Looking across North and South America to tally the potential number of such pairings, a study finds that only about 6 percent of closely related species whose ranges do not currently overlap are likely to come into contact by the end of this century.
Arctic melting pot
“Climate change is causing species’ ranges to shift, and that could bring a lot of closely related species into contact,” says Meade Krosby, a research scientist in the University of Washington’s Climate Impacts Group.
“People have been concerned that climate change would be bringing all these species into contact, and that this could unleash a wave of interbreeding. What we found is, not so much.”
A 2010 editorial in the journal Nature suggested that northern species may begin to interbreed and create a so-called “Arctic melting pot,” and even prompted one artist’s rendition of what those new offspring would look like.
The idea also worries land managers looking at how to prepare for climate change. At a workshop, land managers told Krosby they worked with very closely related species separated by small distances. What if managers linked the two areas with a wildlife corridor, and as the climate changed the species started to mix?
Big picture? Not a huge problem
The new study, published in Nature Climate Change, is an attempt to see how much that should be a concern. Researchers looked at 9,577 pairs of closely related species of birds, mammals, and amphibians in North and South America. For the 4,796 pairs whose ranges currently do not overlap, computer models show that only 6.4 percent of them will come into contact due to climate change by the year 2100.
The most overlap among species occurred in the tropics, and among birds, likely because more species live in the tropics and birds cover wider ranges, Krosby says.
While the study suggests that climate change is unlikely to result in widespread interbreeding, wildlife biologists still need to consider their particular region and animals of interest to best protect specific populations.
“Managers still need to look case-by-case at species at a local scale, but at a global scale, the big picture is that it’s probably not going to be a huge problem,” Krosby says.
The study likely overestimates how many species could be at risk of interbreeding because it assumes that all species will be able to access new habitats that become available due to climate change. In fact, natural barriers prevent animals from reaching all potential new habitats, and humans have created new barriers such as highways, farms, and cities that can block migrations to more hospitable places.

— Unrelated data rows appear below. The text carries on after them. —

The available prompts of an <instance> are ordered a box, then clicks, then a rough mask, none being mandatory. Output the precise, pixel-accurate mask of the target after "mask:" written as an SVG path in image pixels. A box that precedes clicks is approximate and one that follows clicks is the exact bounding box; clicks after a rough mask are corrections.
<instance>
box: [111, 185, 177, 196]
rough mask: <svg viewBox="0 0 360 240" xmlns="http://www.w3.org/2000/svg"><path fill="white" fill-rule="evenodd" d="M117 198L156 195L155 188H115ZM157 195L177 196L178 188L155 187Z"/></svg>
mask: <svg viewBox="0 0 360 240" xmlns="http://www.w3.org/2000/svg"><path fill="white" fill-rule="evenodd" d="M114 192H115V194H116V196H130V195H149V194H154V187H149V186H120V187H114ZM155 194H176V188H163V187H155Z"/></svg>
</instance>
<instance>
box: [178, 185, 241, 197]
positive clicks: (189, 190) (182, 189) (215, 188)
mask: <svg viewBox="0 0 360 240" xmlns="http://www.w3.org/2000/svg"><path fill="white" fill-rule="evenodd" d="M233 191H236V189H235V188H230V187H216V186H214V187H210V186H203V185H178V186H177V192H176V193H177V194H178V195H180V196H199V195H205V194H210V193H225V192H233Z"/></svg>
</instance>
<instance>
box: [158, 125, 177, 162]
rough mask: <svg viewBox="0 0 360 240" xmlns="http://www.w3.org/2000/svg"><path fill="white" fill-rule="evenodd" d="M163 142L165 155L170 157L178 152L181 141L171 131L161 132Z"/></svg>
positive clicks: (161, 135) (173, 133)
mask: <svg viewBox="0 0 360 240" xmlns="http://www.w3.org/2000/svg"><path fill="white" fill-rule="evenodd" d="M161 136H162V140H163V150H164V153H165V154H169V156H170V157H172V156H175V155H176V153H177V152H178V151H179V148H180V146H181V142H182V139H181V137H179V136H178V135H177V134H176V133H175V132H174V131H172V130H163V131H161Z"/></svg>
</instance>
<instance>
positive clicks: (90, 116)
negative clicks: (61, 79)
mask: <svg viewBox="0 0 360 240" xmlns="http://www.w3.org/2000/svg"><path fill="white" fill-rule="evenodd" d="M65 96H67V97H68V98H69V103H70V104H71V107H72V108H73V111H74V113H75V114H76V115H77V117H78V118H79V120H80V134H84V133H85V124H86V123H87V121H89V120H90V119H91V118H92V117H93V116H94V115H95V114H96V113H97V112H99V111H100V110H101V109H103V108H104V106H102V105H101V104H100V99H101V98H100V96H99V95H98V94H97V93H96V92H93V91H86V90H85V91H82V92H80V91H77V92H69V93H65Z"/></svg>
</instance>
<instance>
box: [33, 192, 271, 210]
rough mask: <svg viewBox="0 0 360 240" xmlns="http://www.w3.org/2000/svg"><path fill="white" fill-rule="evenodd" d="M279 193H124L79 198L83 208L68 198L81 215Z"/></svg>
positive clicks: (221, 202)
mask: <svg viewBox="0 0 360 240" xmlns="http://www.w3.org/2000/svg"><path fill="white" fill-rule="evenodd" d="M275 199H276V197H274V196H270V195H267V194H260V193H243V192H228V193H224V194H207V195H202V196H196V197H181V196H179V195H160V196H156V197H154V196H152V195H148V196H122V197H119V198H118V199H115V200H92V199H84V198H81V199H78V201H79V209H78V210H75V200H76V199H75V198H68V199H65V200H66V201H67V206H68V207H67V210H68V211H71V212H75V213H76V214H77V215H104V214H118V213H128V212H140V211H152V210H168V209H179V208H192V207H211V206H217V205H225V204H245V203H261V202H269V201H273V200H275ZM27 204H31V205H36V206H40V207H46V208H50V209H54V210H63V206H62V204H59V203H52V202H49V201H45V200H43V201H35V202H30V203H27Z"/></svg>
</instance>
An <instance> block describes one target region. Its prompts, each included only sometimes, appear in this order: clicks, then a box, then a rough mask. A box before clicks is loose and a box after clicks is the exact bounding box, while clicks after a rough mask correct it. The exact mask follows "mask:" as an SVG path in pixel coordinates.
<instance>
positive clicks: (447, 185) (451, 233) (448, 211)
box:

“The number one strategy for helping biodiversity respond to climate change is to increase connectivity, to link up habitats that have been fragmented by human activity, so species can move, and track climate as it shifts to stay comfortable,” Krosby says.
“If people are worried that wildlife corridors and other ways to increase connectivity could bring these species into contact, we’re saying: That’s probably not going to happen, and allowing species to move is far more important.”
Other researchers from University of Washington and from the National Audubon Society, California State University Monterey Bay, and Georgia Institute of Technology contributed to the study. The Wilburforce Foundation, the Doris Duke Foundation, and the David and Lucile Packard Foundation funded the work.